Dynamic changes of angiopoietins and endothelial nitric oxide supply during fluid resuscitation for major gyn-oncological surgery: a prospective observation

Abstract

Background: Despite goal-directed hemodynamic therapy, vascular function may deteriorate during surgery for advanced abdominal tumor masses. Fluid administration has been shown to be associated with distinct changes in serum levels of functional proteins. We sought to determine how serum total protein and angiopoietin (ANG) levels change during major abdominal tumor surgery. In addition, ex vivo endothelial nitric oxide synthase (eNOS) activation as well as NO bioavailability in vivo were assessed.

Methods: 30 patients scheduled for laparotomy for late-stage ovarian or uterine cancer were prospectively included. Advanced hemodynamic monitoring as well as protocol-driven goal-directed fluid optimization were performed. Total serum protein, ANG-1, -2, and soluble TIE2 were determined pre-, intra-, and postoperatively. Phosphorylation of eNOS was assessed in microvascular endothelial cells after incubation with patient serum, and microvascular reactivity was determined in vivo by near-infrared spectroscopy and arterial vascular occlusion.
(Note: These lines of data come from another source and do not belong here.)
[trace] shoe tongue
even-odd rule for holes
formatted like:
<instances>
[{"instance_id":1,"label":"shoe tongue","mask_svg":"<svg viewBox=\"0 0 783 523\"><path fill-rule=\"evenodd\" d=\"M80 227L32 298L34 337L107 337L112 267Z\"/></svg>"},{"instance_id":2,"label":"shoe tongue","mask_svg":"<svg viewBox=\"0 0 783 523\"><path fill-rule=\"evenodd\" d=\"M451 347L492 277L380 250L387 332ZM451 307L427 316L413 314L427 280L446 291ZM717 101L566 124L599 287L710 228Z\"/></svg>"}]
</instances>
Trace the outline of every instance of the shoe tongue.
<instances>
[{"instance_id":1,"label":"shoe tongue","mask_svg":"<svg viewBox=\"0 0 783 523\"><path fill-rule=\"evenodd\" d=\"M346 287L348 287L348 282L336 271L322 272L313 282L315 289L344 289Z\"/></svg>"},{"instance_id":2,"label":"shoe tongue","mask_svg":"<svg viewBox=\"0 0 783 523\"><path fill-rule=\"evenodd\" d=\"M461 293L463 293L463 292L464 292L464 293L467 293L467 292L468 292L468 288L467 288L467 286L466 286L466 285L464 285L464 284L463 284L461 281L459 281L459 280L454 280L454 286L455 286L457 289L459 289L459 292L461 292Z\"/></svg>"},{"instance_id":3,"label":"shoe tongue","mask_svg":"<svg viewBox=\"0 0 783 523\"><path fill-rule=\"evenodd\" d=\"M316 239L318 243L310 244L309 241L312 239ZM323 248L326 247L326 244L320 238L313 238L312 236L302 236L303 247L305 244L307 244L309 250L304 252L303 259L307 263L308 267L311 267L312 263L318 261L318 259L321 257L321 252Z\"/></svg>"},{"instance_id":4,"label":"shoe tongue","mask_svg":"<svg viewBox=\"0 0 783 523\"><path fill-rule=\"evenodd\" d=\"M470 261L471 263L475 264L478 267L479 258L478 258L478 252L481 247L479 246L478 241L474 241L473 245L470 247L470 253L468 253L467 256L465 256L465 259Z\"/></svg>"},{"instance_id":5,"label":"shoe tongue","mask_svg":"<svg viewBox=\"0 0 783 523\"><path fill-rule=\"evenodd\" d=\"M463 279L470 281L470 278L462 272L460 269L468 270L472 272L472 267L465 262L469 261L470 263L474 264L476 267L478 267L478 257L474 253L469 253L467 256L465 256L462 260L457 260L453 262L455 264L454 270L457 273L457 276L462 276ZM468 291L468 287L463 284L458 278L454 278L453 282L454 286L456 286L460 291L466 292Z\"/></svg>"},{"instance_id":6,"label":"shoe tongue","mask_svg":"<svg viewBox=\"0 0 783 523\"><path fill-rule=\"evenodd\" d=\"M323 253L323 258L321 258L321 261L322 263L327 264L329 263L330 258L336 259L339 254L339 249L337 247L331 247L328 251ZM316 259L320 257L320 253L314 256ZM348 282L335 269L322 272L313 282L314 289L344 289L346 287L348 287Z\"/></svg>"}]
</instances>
Results: Cardiac output as well as preload gradually decreased during surgery and were associated with a median total fluid intake of 12.8 (9.7-15.4) mL/kg*h and a postoperative fluid balance of 6710 (4113-9271) mL. Total serum protein decreased significantly from baseline (66.5 (56.4-73.3) mg/mL) by almost half intraoperatively (42.7 (36.8-51.5) mg/mL, p < 0.0001) and remained at low level. While ANG-1 showed no significant dilutional change (baseline: 12.7 (11.9-13.9) ng/mL, postop.: 11.6 (10.8 -13.5) ng/mL, p = 0.06), serum levels of ANG-2 were even increased postoperatively (baseline: 2.2 (1.6-2.6) ng/mL vs. postop.: 3.4 (2.3-3.8) ng/mL, p < 0.0001), resulting in a significant shift in ANG-2 to ANG-1 ratio. Ex vivo phosphorylation of eNOS was decreased depending on increased ANG-2 levels and ANG-2/1 ratio (Spearman r = - 0.37, p = 0.007). In vivo, increased ANG-2 levels were associated with impaired capillary recruitment and NO bioavailability (Spearman r = - 0.83, p = 0.01).

Conclusions: Fluid resuscitation-associated changes in serum vascular mediator profile during abdominal tumor surgery were accompanied by impaired eNOS activity ex vivo as well as reduced NO bioavailability in vivo. Our results may explain disturbed microvascular function in major surgery despite goal-directed hemodynamic optimization.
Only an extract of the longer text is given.